Note: This bug is displayed in read-only format because the product is no longer active in Red Hat Bugzilla.

Bug 1511110

Summary:	Logging deployments are not maintaining the association of DC to PVC claim for Elasticsearch causing deployment failures
Product:	OpenShift Container Platform	Reporter:	Peter Portante <pportant>
Component:	Logging	Assignee:	ewolinet
Status:	CLOSED ERRATA	QA Contact:	Anping Li <anli>
Severity:	high	Docs Contact:
Priority:	high
Version:	3.7.0	CC:	aos-bugs, ewolinet, rmeggins
Target Milestone:	---	Keywords:	OpsBlocker
Target Release:	3.7.0
Hardware:	All
OS:	Linux
Whiteboard:
Fixed In Version:		Doc Type:	No Doc Update
Doc Text:	This fixes a regression introduced with 3.7 regarding reusing the pvc that was previously specified within a DC	Story Points:	---
Clone Of:		Environment:
Last Closed:	2017-12-18 13:23:26 UTC	Type:	Bug
Regression:	---	Mount Type:	---
Documentation:	---	CRM:
Verified Versions:		Category:	---
oVirt Team:	---	RHEL 7.3 requirements from Atomic Host:
Cloudforms Team:	---	Target Upstream Version:
Embargoed:

Description Peter Portante 2017-11-08 17:28:25 UTC

On starter-ca-central-1 an upgrade of logging from an earlier version of 3.7 (v3.7.0-0.143.7) to v3.7.0-0.178.2 resulted in ES pods not able to start due to "unable to attach volume errors":

  Multi-Attach error for volume "pvc-61e094bc-b375-11e7-b95b-02d8407159d1"
  Volume is already exclusively attached to one node and can't be attached
  to another.

  kubelet, ip-172-31-19-199.ca-central-1.compute.internal   Unable to mount
  volumes for pod "logging-es-data-master-m5d1xc5i-11-8h4v7_logging
  (dd07bb1b-c493-11e7-84d1-02d8407159d1)": timeout expired waiting for
  volumes to attach/mount for pod "logging"/
  "logging-es-data-master-m5d1xc5i-11-8h4v7". list of unattached/unmounted
  volumes=[elasticsearch-storage]


Looking through the existing pods that are running, we see a DC to PVC claim name as follows:

# oc describe pod -l component=es | grep -E "(ClaimName:|^Name:)"
Name:		logging-es-data-master-m5d1xc5i-4-gdm6q
    ClaimName:	logging-es-2
Name:		logging-es-data-master-wo54khfh-4-fxchw
    ClaimName:	logging-es-1
Name:		logging-es-data-master-yo5htett-4-qwg8d
    ClaimName:	logging-es-0

However, the newly updated DCs have changed the claim names associated with each DC:

# oc describe dc -l component=es | grep -E "(ClaimName:|^Name:)"
Name:		logging-es-data-master-m5d1xc5i
    ClaimName:	logging-es-0
Name:		logging-es-data-master-wo54khfh
    ClaimName:	logging-es-2
Name:		logging-es-data-master-yo5htett
    ClaimName:	logging-es-1

When we updated the DCs to restore the proper association of PVC to DC, logging started working just fine.

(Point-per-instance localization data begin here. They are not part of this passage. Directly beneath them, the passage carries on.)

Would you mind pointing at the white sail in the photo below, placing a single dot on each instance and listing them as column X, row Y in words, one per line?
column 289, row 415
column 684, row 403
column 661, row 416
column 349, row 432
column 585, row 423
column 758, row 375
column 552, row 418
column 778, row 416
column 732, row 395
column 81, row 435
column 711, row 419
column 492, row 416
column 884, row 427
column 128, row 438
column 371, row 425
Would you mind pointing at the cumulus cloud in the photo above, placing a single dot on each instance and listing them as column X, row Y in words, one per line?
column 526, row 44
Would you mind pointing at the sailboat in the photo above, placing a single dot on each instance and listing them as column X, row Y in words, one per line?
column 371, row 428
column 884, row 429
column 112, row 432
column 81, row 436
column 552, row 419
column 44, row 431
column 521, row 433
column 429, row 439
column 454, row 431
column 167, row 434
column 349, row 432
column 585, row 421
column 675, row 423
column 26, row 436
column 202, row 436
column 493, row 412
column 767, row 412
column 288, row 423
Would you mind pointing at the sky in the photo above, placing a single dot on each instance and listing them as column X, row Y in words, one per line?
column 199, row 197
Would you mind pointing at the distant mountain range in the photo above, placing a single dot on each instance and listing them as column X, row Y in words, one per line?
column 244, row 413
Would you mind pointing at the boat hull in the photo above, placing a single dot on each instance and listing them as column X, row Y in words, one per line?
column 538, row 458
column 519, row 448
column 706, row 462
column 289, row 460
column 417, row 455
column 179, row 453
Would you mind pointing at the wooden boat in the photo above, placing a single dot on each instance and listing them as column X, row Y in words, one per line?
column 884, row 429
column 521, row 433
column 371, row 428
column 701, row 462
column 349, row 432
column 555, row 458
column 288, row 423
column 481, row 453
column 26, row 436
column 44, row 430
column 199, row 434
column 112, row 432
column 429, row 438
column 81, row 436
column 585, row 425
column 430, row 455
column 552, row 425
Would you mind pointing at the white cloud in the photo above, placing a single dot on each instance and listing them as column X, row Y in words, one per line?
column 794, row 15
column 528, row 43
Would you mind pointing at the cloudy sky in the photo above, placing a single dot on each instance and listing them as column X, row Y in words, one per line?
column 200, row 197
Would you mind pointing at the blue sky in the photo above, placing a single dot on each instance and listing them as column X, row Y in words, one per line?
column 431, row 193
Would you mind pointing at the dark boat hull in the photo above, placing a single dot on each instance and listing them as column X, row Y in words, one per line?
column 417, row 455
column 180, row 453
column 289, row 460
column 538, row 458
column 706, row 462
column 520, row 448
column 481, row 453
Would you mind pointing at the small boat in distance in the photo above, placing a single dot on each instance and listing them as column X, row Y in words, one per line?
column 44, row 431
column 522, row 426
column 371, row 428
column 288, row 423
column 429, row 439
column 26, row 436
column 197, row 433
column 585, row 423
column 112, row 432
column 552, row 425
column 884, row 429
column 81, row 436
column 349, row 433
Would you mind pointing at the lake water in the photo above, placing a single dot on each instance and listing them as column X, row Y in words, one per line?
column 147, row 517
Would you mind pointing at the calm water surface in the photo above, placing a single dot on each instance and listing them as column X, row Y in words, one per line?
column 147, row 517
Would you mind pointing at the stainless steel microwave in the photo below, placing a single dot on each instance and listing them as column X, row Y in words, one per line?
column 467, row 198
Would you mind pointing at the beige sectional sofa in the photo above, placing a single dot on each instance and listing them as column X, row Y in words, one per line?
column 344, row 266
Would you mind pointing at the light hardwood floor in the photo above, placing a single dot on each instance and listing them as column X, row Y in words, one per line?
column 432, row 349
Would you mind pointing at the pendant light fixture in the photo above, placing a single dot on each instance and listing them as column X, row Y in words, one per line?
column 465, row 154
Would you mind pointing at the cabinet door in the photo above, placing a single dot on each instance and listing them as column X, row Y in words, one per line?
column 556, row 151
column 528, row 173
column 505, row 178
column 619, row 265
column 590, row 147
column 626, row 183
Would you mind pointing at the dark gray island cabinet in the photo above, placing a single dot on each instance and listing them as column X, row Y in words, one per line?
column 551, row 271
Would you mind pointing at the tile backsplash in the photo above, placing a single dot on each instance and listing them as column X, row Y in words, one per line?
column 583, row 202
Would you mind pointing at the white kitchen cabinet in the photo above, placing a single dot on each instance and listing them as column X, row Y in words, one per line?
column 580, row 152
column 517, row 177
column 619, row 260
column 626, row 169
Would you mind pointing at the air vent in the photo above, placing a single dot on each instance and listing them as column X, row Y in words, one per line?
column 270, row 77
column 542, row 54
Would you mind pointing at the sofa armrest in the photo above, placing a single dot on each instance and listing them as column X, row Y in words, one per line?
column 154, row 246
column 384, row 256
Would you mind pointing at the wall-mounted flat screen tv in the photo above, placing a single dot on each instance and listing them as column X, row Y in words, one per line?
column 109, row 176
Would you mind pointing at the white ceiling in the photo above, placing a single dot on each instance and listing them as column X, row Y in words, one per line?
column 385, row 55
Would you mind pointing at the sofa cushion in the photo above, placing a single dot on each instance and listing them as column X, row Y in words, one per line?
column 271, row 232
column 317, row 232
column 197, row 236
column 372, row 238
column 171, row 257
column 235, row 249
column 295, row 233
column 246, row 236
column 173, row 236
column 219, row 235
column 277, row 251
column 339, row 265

Comment 1 Rich Megginson 2017-11-08 17:37:03 UTC

Eric, is this related to what you are working on?

Comment 2 ewolinet 2017-11-08 17:48:33 UTC

The logic to maintain the same PVC claim for a DC should be in openshift-ansible 3.7.0-0.192.0

Comment 3 Anping Li 2017-11-09 11:00:29 UTC

The claim was preserved during upgrade for openshift-ansible-3.7.0-0.198.1

1. claimname for v3.6.

oc describe pod -l component=es | grep -E "(ClaimName:|^Name:)"
Name:			logging-es-data-master-aglrm65m-1-qlq5z
    ClaimName:	logging-es-2
Name:			logging-es-data-master-ftcbo50f-1-ft3zp
    ClaimName:	logging-es-0
Name:			logging-es-data-master-u1j0vpoe-1-zmm01
    ClaimName:	logging-es-1

2. Upgrade to v3.7

# oc describe pod -l component=es | grep -E "(ClaimName:|^Name:)"
Name:			logging-es-data-master-aglrm65m-2-2kxmw
    ClaimName:	logging-es-2
Name:			logging-es-data-master-ftcbo50f-2-nzltr
    ClaimName:	logging-es-0
Name:			logging-es-data-master-u1j0vpoe-2-rpksq
    ClaimName:	logging-es-1

Comment 6 errata-xmlrpc 2017-12-18 13:23:26 UTC

Since the problem described in this bug report should be
resolved in a recent advisory, it has been closed with a
resolution of ERRATA.

For information on the advisory, and where to find the updated
files, follow the link below.

If the solution does not work for you, open a new bug report.

https://access.redhat.com/errata/RHBA-2017:3464